Close-up of a Venetian carnival mask. Original photo by gnuckx on Wikimedia Commons. (Source)

The title of this concert is “[SOUND THEATER] ~Beautiful Trilogy of Hate~,” which is fitting given that this show is brilliantly divided into three acts.

The atmosphere changes completely for Act II. “Ritoru Mearii to Utsukushiki Nikushimi no Donau” had become a bit of a theatrical play within exist†trace concerts, but this time only, it served as the key song in a special suite built around it. The new songs “Deai” and “Yogen” can be considered prequels to “Ritoru Mearii~,” which is then followed by “Nagai Yume no Owari ni” and “Lost in Helix,” for a total of five songs performed. During the suite’s prologue, a young man proclaiming to be a servant appears at the side of the stage. He reads from a scroll written by his father, who had also been a servant, thus narrating the story.1

The song “Ritoru Mearii~” depicts the love-hate relationship between Mary, a princess who has a lover, and her mother the Queen.2 But “Deai” and “Yogen” show us the Queen in her youth. Jyou, who always plays the role of the mother, appears onstage as a young woman in a pure white dress. In “Deai,” she falls in love with a musician from an orchestra, who is played by Mally. Then, during “Yogen,” a prophet (played by Naoto) gives her the terrible prediction that she will kill her daughter. Eventually she marries a prince from another country.

Fast forward to the time of “Ritoru Mearii~,” where the Queen breaks up a dance between her daughter (played by miko) and a prince (played by Omi).3 She kills her daughter herself with some poisoned wine.
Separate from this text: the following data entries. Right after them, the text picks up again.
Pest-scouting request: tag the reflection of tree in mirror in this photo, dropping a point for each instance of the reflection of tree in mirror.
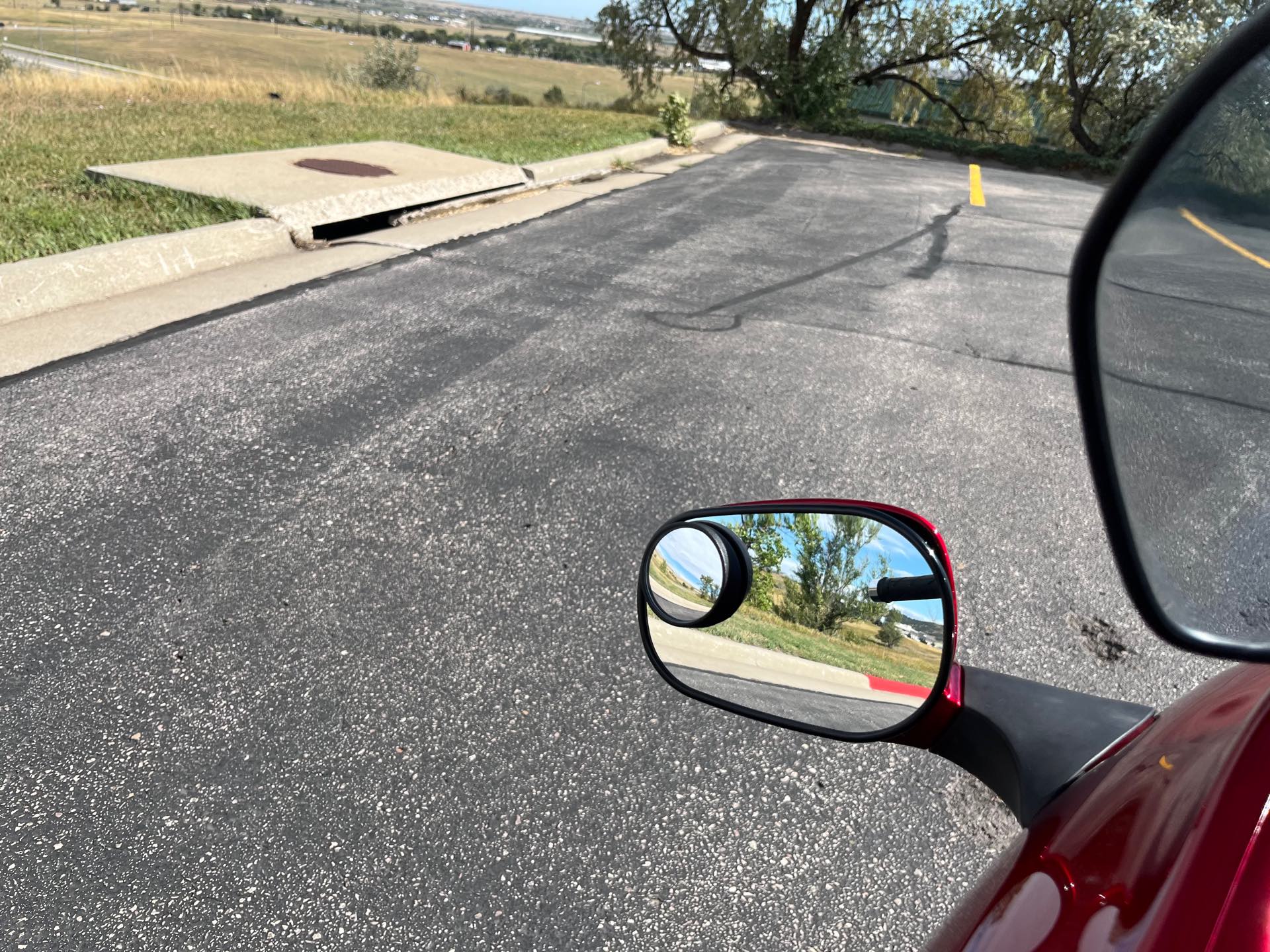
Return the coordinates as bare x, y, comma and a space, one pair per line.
761, 534
663, 575
1226, 151
828, 589
889, 634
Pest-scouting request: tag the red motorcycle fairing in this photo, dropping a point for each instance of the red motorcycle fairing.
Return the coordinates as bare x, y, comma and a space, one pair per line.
1159, 847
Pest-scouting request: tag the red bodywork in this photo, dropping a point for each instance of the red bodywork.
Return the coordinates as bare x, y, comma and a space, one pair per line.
1161, 846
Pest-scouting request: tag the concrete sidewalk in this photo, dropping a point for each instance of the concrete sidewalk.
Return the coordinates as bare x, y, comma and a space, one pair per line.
695, 648
185, 274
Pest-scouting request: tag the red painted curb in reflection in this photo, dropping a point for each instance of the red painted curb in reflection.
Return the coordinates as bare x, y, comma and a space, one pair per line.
897, 687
The final pieces of the suite, “Nagai Yume no Owari ni” and “Lost in Helix,” are sung as if to express the overlapping emotions of the mother and daughter as they think of the people they loved.


1. In miko’s blog about this show, we learn that this “young man” was the actress Mami Minamori (水森まみ), who had worked on exist†trace’s staff for a long time prior to this.

2. I don’t know the fine details of royal titles. What I’ve rendered as “Queen” was お妃 (okisaki) in Japanese, the dictionary definition of which lists “empress” first and “queen” second. On the one hand, given the reference to the Danube I thought of the Hapsburg Empire, and thought “Empress” would be best. But on the other, I associate knights on white horses more with king/queen/princess type set-ups and ended up going with “Queen” after all. As for Mary, here the author uses 姫君 (himegimi), which means “daughter of a person of high rank,” which includes both royalty and aristocrats. In contrast 姫様 (himesama) would have been simply “princess” (though it too can mean “daughter of person of high-rank,” but that’s the secondary definition). What’s more, if I’ve understood correctly, a woman can have both the title queen of her country and empress of her country’s empire. So.

3. miko refers to Omi’s character as ナイト (knight), presumably the same 白馬の騎士 (hakuba no kishi “knight on a white horse”) who appears in the lyrics to “Ritoru Mearii~”. But the author of this concert report refers to the character as 王子 (ouji, “prince”).